What’s up with the FDA?
A lot of criticism, that’s what. The consumer watch dog is taking a beating for a process of drug approval that has ended up killing Americans. The FDA failure has attracted harsh attacks from the press. The Boston Globe, USA Today and The Reader’s Digest, among others, have published articles slamming the federal watch dog. The April 2008 edition of The Digest features a scathing assessment of the agency that is supposed to protect Americans from bad drugs, devices and products.
Spreading the bad word
The Reader’s Digest has 38 million U.S. readers and 100 million worldwide. But foreigners are no strangers to media criticism of the FDA. In 2005, The Lancet, a highly respected British medical journal, called the federal agency “ruthless and irresponsible” because it failed to take VIOXX off the market in 2000 despite evidence that long term use of the painkiller was risky for cardiac patients.
Internal critics slam the FDA
In early 2004, the white hot light of publicity caused headlines around the world when an FDA scientist testifying before congress attacked the agency for its handling of VIOXX. Dr.
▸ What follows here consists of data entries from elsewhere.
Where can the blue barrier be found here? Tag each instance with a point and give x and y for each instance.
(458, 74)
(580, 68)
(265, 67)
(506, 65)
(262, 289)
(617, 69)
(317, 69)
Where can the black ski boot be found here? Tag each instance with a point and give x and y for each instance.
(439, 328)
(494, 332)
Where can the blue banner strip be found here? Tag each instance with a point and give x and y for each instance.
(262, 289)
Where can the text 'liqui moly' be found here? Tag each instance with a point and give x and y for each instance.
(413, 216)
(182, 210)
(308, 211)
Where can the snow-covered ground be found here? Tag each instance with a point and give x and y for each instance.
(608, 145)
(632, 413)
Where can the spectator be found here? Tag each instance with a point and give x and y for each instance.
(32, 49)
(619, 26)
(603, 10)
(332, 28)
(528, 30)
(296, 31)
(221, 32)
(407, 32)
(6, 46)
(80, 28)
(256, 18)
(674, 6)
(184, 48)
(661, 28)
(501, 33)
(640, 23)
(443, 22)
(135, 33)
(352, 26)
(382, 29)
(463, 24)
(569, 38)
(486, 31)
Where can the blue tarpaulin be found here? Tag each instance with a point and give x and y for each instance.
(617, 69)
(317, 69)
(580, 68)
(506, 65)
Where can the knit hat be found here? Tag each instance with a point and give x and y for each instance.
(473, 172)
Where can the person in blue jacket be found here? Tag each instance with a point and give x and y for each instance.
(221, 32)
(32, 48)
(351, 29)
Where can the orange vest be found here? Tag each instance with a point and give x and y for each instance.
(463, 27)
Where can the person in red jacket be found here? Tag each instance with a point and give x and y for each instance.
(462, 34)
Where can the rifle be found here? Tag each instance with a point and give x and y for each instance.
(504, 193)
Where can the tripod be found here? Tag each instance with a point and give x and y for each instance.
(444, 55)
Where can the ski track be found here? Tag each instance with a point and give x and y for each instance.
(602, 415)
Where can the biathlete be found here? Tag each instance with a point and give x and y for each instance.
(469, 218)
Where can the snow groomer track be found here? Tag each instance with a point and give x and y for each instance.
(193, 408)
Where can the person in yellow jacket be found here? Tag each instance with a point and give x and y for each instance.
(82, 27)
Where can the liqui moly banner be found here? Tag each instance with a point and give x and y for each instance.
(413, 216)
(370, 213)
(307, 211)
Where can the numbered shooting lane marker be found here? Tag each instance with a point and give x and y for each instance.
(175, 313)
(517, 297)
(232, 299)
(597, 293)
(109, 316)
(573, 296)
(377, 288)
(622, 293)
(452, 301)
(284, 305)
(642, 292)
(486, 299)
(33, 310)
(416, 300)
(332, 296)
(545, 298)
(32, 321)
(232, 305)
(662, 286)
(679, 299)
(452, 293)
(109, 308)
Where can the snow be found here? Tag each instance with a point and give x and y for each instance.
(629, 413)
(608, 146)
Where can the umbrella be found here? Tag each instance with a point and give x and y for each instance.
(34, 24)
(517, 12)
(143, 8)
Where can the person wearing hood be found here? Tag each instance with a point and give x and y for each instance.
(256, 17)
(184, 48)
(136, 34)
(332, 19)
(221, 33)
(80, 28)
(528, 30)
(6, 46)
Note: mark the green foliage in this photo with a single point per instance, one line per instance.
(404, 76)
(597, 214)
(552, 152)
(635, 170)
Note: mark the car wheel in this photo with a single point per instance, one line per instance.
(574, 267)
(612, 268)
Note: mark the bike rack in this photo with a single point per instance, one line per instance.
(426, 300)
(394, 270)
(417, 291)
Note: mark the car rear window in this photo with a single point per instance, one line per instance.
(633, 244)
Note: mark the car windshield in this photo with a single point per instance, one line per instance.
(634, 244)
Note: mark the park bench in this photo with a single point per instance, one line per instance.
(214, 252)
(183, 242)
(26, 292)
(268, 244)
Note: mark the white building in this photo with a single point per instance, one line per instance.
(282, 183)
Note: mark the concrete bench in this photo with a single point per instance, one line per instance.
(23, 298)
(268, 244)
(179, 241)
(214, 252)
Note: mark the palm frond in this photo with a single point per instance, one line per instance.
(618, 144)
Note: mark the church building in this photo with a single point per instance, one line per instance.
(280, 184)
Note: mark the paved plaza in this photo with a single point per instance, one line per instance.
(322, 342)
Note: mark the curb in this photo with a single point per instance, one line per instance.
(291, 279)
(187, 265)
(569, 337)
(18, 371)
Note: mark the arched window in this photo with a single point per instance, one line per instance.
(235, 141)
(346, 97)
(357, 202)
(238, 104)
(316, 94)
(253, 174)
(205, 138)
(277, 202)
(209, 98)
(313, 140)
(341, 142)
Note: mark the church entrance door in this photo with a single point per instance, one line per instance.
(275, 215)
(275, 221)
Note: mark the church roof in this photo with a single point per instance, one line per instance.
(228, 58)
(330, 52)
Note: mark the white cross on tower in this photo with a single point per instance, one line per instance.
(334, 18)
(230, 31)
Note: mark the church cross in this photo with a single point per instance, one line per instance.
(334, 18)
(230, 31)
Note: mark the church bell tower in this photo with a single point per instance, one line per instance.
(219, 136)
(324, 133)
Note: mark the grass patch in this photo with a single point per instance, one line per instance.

David Graham, a senior FDA scientist accused it of “ignoring its own safety experts.” Its manufacturer pulled the drugg off the market voluntarily after that. By then, the highly touted drug had been sold in the U. S. for more than five years and experts had linked it to more than 27,000 heart attacks or sudden cardiac deaths nationwide between 1999, when it appeared on the market, through 2003.
Where there is smoke, is there fire?
The Reader’s Digest assessment of the FDA is damning. As the April edition of the magazine reports: “The FDA is expected to regulate $1.5 trillion in food, drugs, vaccines, medical devices, blood and tissues, radiation-emitting machines, animal feeds and drugs, cell phones, dietary supplements, biotechnology and gene therapy – and, sniff out any food borne terrorist plot” on the budget of a large school district! Pressures on the FDA by patients who want to speed up the approval process for life-saving drugs; by drug manufacturers interested in profits, some of whom have hidden evidence of defects from the FDA; and by the FDA’s own sloppy record keeping and sometimes deliberate suppression of evidence that a drug is bad, is a recipe for continuing trouble.
Is the public helpless against killer drugs?
What can the public do? That’s a tough question since defective drugs and devices could be on the market for years before there’s enough evidence to recall them. Meanwhile, a new federal law gives FDA staffers the right to publish critiques of the agency; Congress has “created a new office within the FDA to improve the quality of research” and increased its budget. But lawsuits against drug manufacturers, and the media coverage they generate about the continuing FDA failure to properly regulate drugs, are crucial to protecting the public. VIOXX victims have won millions, keeping the story in the headlines, as crusading lawyers teach this malfunctioning federal agency a well deserved lesson.